A foggy morning for #avocados

Anyone who has lived in coastal California knows “June Gloom.” The bane of tourism agencies up and down the coast, damp, foggy weather is common here just as summer kicks off. This weather pattern is well known to those of us who farm near the shores of the Pacific Ocean. The benign coastal influence is part of what makes Ventura County a leading location for lemons. This year its effects are particularly pronounced, and it has lingered through much of the summer.

I’m walking this morning through our orchard, and my first stop is among the young Lamb Hass avocado trees. These have been in the ground just six weeks. They have yet to see temperatures into the nineties. Much of their young lives have been spent with foggy mornings like this, and sunny afternoons in the seventies. This is wonderful weather for them to get established, as the vigorous flush of red growth at their tips makes clear.

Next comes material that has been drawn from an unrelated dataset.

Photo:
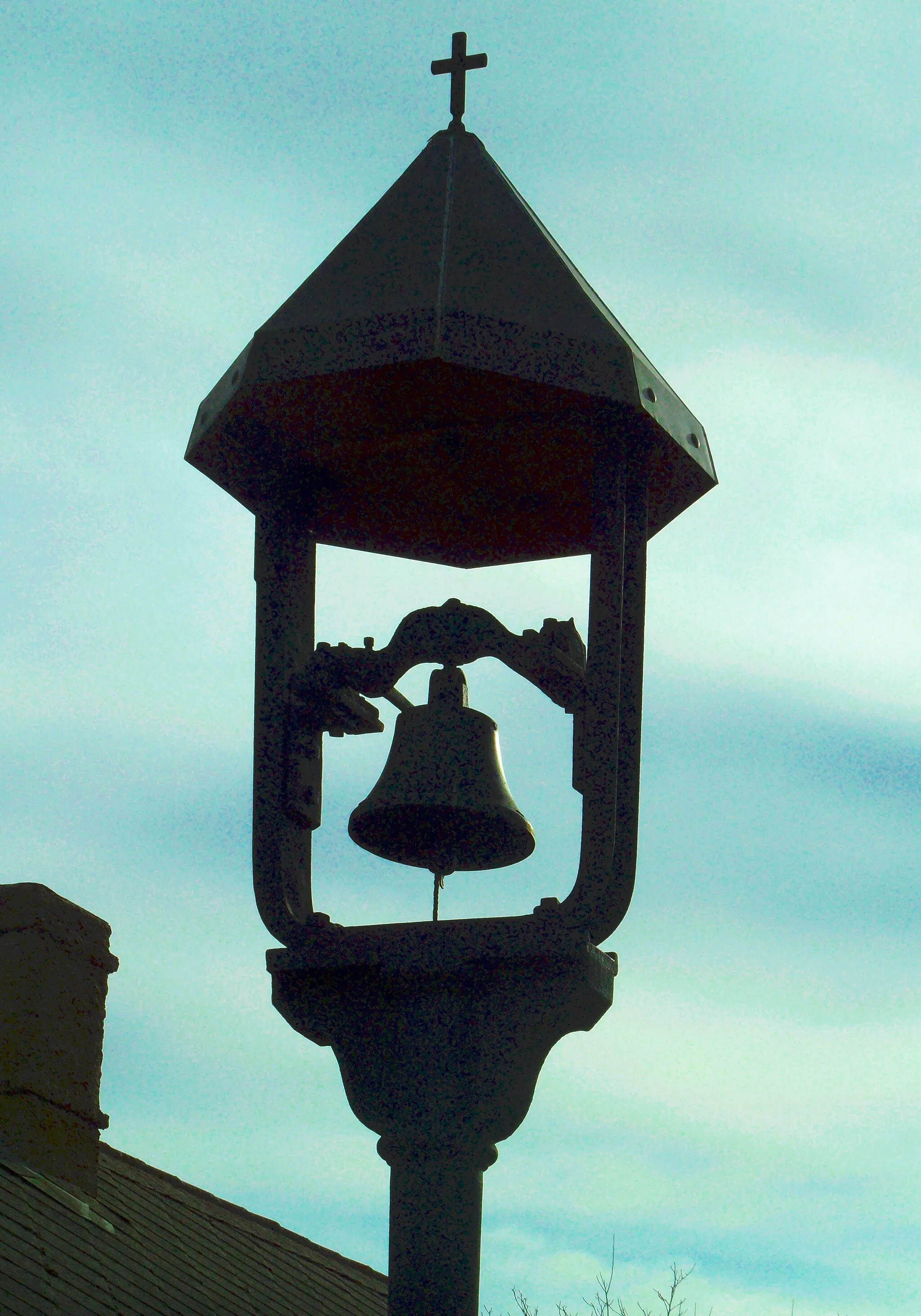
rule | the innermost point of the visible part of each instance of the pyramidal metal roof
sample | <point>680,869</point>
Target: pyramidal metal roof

Their older siblings sit just a few feet away. (Actually they are not siblings, but clones, all of our Lamb Hass being propagated by grafting from the same, original tree. That is a different story.) “Lambs” produce fruit later than the more common Hass, which is among the reasons we have some in our orchard. Our Hass were harvested three months ago, but the Lambs are still heavy with fruit. This cool weather has helped to hold the fruit later into the summer in hopes of higher prices. Sadly, it looks like the gamble is not going to pay off. Avocado prices have slumped in the last few weeks. They are still good by historical measures, but they are down from their highs. I suspect the recent spat of articles about high avocado prices are to blame, but whatever the cause, prices are off a bit and it is time to harvest before Chilean Hass enters the market.

Elsewhere on the farm, work is being completed on our well. Leaks in the column pipe were causing our output to drop, and while I had hoped to put off repairs until winter, the accelerating decline made it necessary to pull it  over the summer. Fortunately, everything else appears to be in good shape. I’m antsy to get it back in operation again. I know we have sufficient soil moisture for a few more days, but I hate the feeling of being without water. I check the weather app again. High of just 75 once the fog clears.

This is the essence of farming. Doing your best to respond to prices and weather beyond your control.